Abril 1971. Na Caserna com mais três camaradas. Eu sou o primeiro da esquerda e o Vicente “Passarinho” (Piu) é o terceiro, de garrafa na mão.


Junho 1971. No centro da cidade com outro camarada.


Junho 1971. Na Ilha de Tavira, em pose.


SERRA DA CARREGUEIRA, SINTRA

Bandeira da Vila de Sintra


Vista parcial da Serra da Carregueira

Por ter obtido a máxima classificação na disciplina de tiro (atirador especial de G3 e atirador de 1ª classe em HK 21), sou colocado no CTSC (Campo de Tiro da Serra da Carregueira), como Cabo Miliciano, para dar recrutas e instrução de tiro.

Foi aqui que vivi das situações mais caricatas na tropa, desde ver um Tenente a matar ratazanas a tiro de pistola Walter, a ter de dormir calçado com medo que aqueles roedores nos viessem morder os pés.
Era frequente vê-las passar por cima dos camaradas que estavam a dormir, e não menos frequente aparecerem peças de fardamento roídas.

Tirando esta parte mais ou menos “lúdica”, também assisti à situação mais estúpida.

Era hábito no Bar dos Sargentos (principalmente para assustar os recém chegados), alguém por brincadeira atirar uma granada de instrução para o meio da sala gritando “granada”, obrigando a que todo o pessoal saísse em correria mas, certo dia, alguém por engano ou ignorância atirou uma granada com detonador e descavilhada, que um camarada pensando tratar-se do habitual, agarrou… Pode-se imaginar o que aconteceu a seguir e as graves consequências de tal disparate.

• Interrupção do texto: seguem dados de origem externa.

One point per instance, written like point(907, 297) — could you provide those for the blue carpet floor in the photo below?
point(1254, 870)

Era um quartel estranho e sem grandes condições, na altura situado no meio da serra sem habitações por perto… Recordo-me que, na época, não existiam quaisquer muros ou vedações para além do pouco que era visível perto da porta de armas. Era uma unidade do tipo “campo aberto”, delimitado apenas por grandes silvados, arvoredo, e moitas. Escusado será dizer que só não entrava ou saía quem não queria, e os “desenfianços” eram o pão nosso de cada dia.

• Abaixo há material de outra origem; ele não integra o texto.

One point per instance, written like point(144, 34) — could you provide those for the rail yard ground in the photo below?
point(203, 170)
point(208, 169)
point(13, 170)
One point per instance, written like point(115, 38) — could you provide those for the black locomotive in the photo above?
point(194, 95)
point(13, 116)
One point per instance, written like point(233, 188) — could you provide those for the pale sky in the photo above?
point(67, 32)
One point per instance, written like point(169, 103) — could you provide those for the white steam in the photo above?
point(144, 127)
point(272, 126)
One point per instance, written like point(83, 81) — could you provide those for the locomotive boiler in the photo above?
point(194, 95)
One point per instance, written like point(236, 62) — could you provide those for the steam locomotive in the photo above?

Os Cabos Milicianos dormiam em camaratas tipo “bidonville”. A parte melhor desta passagem pela Carregueira, foi a de poder ir jantar e dormir a casa, sempre que não estava de serviço, pois tínhamos transporte para o efeito.


Novembro 1971. Já como Cabo Miliciano, na instrução do 6º Pelotão da 2ª Companhia. Sou o quinto de pé, da direita para a esquerda.


MAFRA


Bandeira da Vila de Mafra


Entrada do Quartel do CMEFED

Algum tempo depois rumo ao CMEFED (Centro Militar de Educação Física, Equitação e Desportos), para ficar na EPI (Escola Prática de Infantaria) como instrutor de educação física. Com muita pena minha não viria a concluir este curso, por ter sido entretanto mobilizado para a Guiné.

Em Mafra, como se costuma dizer, nem deu para aquecer, pois só lá estive cerca de 2 meses, mas ainda passei as “passinhas do Algarve” na Tapada de Mafra.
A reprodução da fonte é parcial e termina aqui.